The first relates to claims under the Defective Premises Act 1972 (DPA). Currently, the DPA allows a claim for negligence to be brought against those who carried out work on the original construction or conversion of a building. The Bill proposes to widen this to include those who have carried out work on an existing building, provided that work is done in the course of a business. The Bill will also extend the limitation period for such claims, and this will apply retrospectively. 

To illustrate, a claim for a defect in a block of flats completed in 2010 would currently be time barred because the limitation period expired in 2016. However, if the Bill is passed in its current form, the limitation period will be retrospectively extended to 30 years, and so a claim could be raised until 2040. As this will apply retrospectively, the Bill includes some qualifiers to this, namely that a retrospective claim must be dismissed if it breaches a defendant’s human rights, and that a claim which has previously been dismissed cannot be revived simply because of this extended limitation period. 

Nonetheless, this provision has faced criticism from a diverse range of stakeholders. The Royal Institute of British Architects has warned that this could lead to an avalanche of claims, and questioned whether the effect of this provision had been fully thought through. On the other hand, leaseholder groups consider that the lack of additional financial support to assist leaseholders renders the provision insufficient, and have criticised the government for divesting themselves of responsibility for remedying historic defects. 
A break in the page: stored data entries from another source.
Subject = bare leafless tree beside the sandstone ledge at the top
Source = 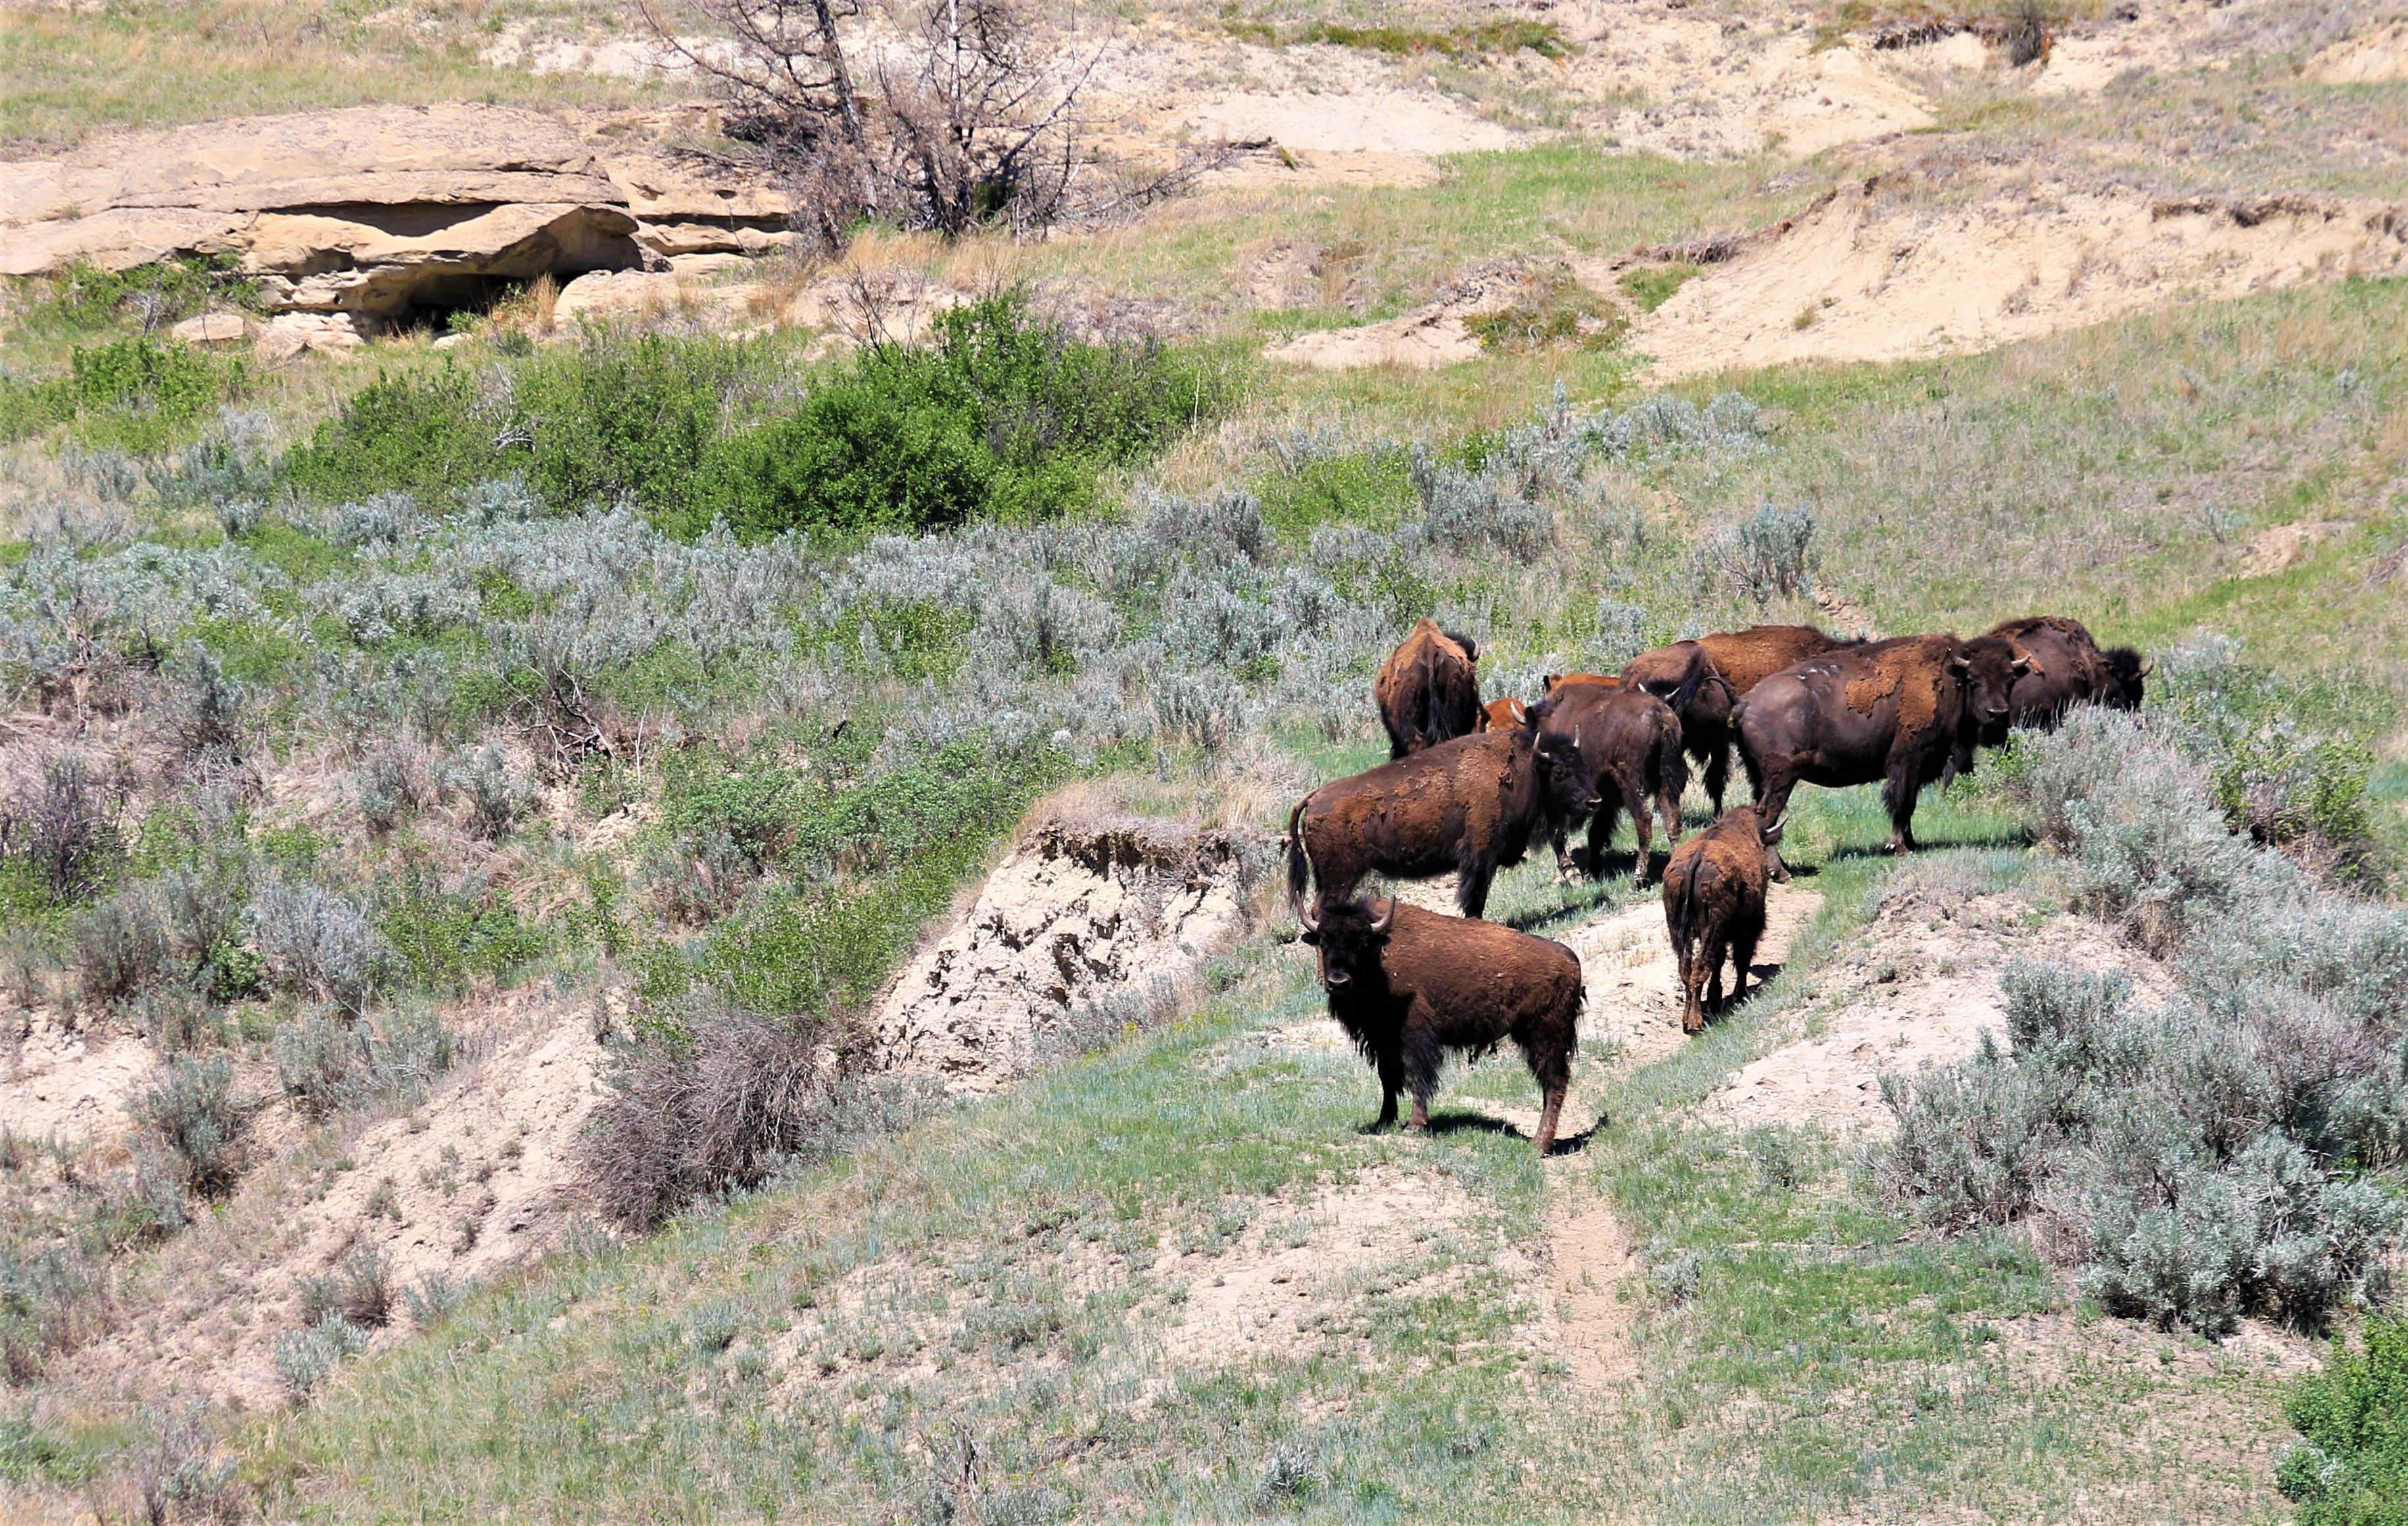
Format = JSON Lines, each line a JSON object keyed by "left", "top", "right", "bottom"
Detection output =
{"left": 640, "top": 0, "right": 1223, "bottom": 248}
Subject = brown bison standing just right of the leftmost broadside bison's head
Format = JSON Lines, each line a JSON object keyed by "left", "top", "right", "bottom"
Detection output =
{"left": 1529, "top": 681, "right": 1688, "bottom": 886}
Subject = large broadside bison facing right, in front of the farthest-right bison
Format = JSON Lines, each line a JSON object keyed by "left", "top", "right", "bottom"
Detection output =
{"left": 1739, "top": 635, "right": 2030, "bottom": 878}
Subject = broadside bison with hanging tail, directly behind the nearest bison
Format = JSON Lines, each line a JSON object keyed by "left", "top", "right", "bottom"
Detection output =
{"left": 1288, "top": 727, "right": 1541, "bottom": 917}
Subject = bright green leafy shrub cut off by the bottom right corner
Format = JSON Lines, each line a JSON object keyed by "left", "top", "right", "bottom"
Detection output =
{"left": 2276, "top": 1319, "right": 2408, "bottom": 1526}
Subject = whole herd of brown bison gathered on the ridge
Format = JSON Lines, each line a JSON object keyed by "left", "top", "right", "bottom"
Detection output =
{"left": 1288, "top": 616, "right": 2148, "bottom": 1153}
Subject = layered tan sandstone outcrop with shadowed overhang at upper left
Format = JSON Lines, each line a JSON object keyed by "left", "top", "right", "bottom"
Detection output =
{"left": 0, "top": 106, "right": 790, "bottom": 325}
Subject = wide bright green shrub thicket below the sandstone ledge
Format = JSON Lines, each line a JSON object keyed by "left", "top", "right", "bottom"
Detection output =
{"left": 284, "top": 296, "right": 1225, "bottom": 539}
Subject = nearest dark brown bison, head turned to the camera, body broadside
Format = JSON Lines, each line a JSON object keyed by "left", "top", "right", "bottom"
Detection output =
{"left": 1296, "top": 900, "right": 1584, "bottom": 1155}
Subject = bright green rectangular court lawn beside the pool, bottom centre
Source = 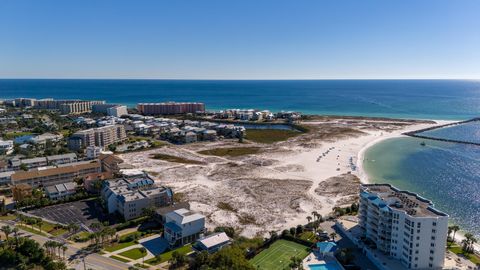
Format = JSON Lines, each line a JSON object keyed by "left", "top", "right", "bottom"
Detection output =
{"left": 250, "top": 239, "right": 310, "bottom": 269}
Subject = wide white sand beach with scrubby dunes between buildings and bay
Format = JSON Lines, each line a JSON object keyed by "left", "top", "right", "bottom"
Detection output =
{"left": 121, "top": 118, "right": 454, "bottom": 236}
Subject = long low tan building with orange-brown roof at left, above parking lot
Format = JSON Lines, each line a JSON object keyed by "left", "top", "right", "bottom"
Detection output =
{"left": 11, "top": 160, "right": 102, "bottom": 187}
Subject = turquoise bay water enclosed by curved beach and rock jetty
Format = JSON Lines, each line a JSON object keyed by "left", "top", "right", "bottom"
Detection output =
{"left": 363, "top": 137, "right": 480, "bottom": 237}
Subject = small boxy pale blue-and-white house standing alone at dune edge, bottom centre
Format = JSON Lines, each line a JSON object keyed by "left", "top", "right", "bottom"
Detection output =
{"left": 164, "top": 208, "right": 205, "bottom": 247}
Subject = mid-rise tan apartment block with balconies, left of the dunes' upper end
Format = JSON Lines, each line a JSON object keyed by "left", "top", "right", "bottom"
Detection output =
{"left": 68, "top": 125, "right": 127, "bottom": 151}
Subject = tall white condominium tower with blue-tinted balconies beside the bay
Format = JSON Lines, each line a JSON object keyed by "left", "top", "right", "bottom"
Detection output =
{"left": 359, "top": 184, "right": 448, "bottom": 269}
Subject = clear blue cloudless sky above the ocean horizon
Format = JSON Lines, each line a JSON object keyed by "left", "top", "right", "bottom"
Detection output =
{"left": 0, "top": 0, "right": 480, "bottom": 79}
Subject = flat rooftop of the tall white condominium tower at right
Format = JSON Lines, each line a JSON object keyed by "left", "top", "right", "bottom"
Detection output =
{"left": 362, "top": 184, "right": 447, "bottom": 217}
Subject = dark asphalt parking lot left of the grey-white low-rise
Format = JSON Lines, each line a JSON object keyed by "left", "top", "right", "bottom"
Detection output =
{"left": 29, "top": 199, "right": 110, "bottom": 226}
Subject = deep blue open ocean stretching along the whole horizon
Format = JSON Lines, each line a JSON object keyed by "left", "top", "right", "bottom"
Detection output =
{"left": 0, "top": 80, "right": 480, "bottom": 120}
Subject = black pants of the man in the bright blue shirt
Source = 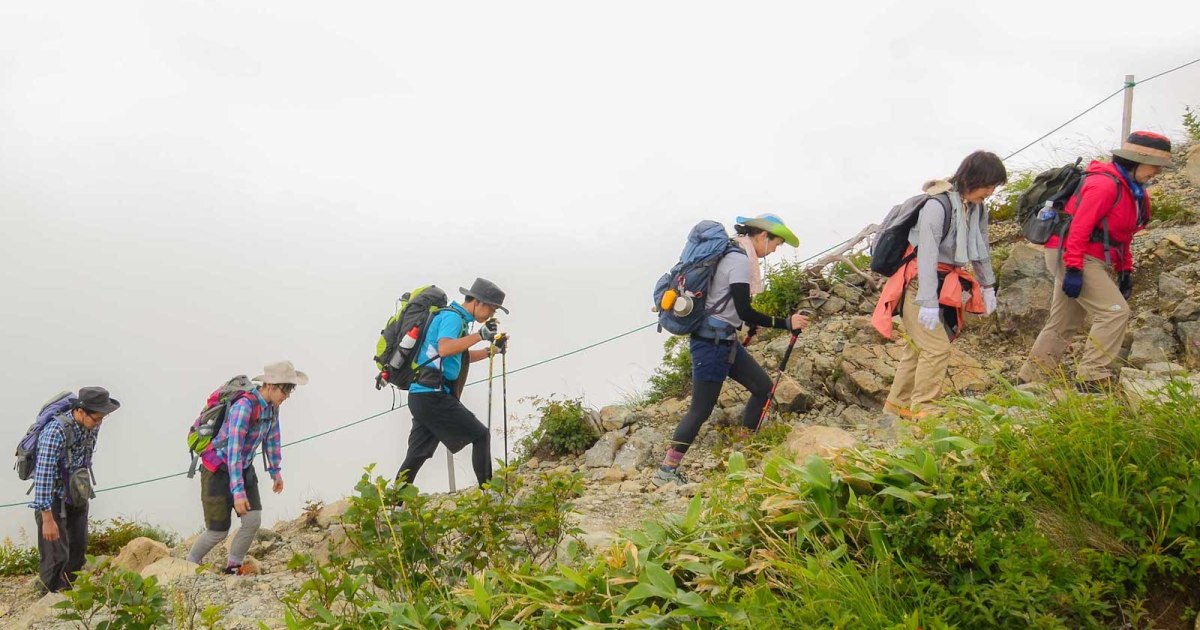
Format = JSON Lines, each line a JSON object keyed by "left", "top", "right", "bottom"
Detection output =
{"left": 396, "top": 392, "right": 492, "bottom": 486}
The second category relates to claims under the Building Act 1984 (BA). Section 38 of the BA allows a claim for compensation to be brought for physical damage caused by a breach of building regulations. Although approved by Parliament as part of the BA, Section 38 was never brought into force. The Bill proposes bringing Section 38 into force, and extending the limitation period for claims under this section from six years to 15 years. Unlike claims under the DPA, claims under Section 38 of the BA will only apply prospectively, to work done after the Bill comes into force. 

What next for the Bill?

The current draft of the Bill runs to 218 pages and contains a number of provisions beyond those discussed in this article. Anyone wishing to review the most recently available Bill at time of writing should consult the explanatory notes.

The Bill is currently passing through the House of Lords, and will likely be subject to change before it is passed into law. Indeed, on 10 January 2022, the government announced that it intends to make further amendments to the Bill in order to ensure that the cost of replacing defective cladding will be funded by housing developers and not by leaseholders. At time of writing, the government intends to fund this through a levy on developers of high-rise buildings. This will apply in addition to the 4% tax on developers that was announced in this year’s budget. 

The scale and number of amendments to the Bill seem to reflect in some part the recognition that a complete cultural shift in the design, construction, and maintenance of buildings is required to prevent tragedies such as Grenfell Tower. Whether the Bill brings about such a shift will, much like the final form of the Bill itself, remain to be seen.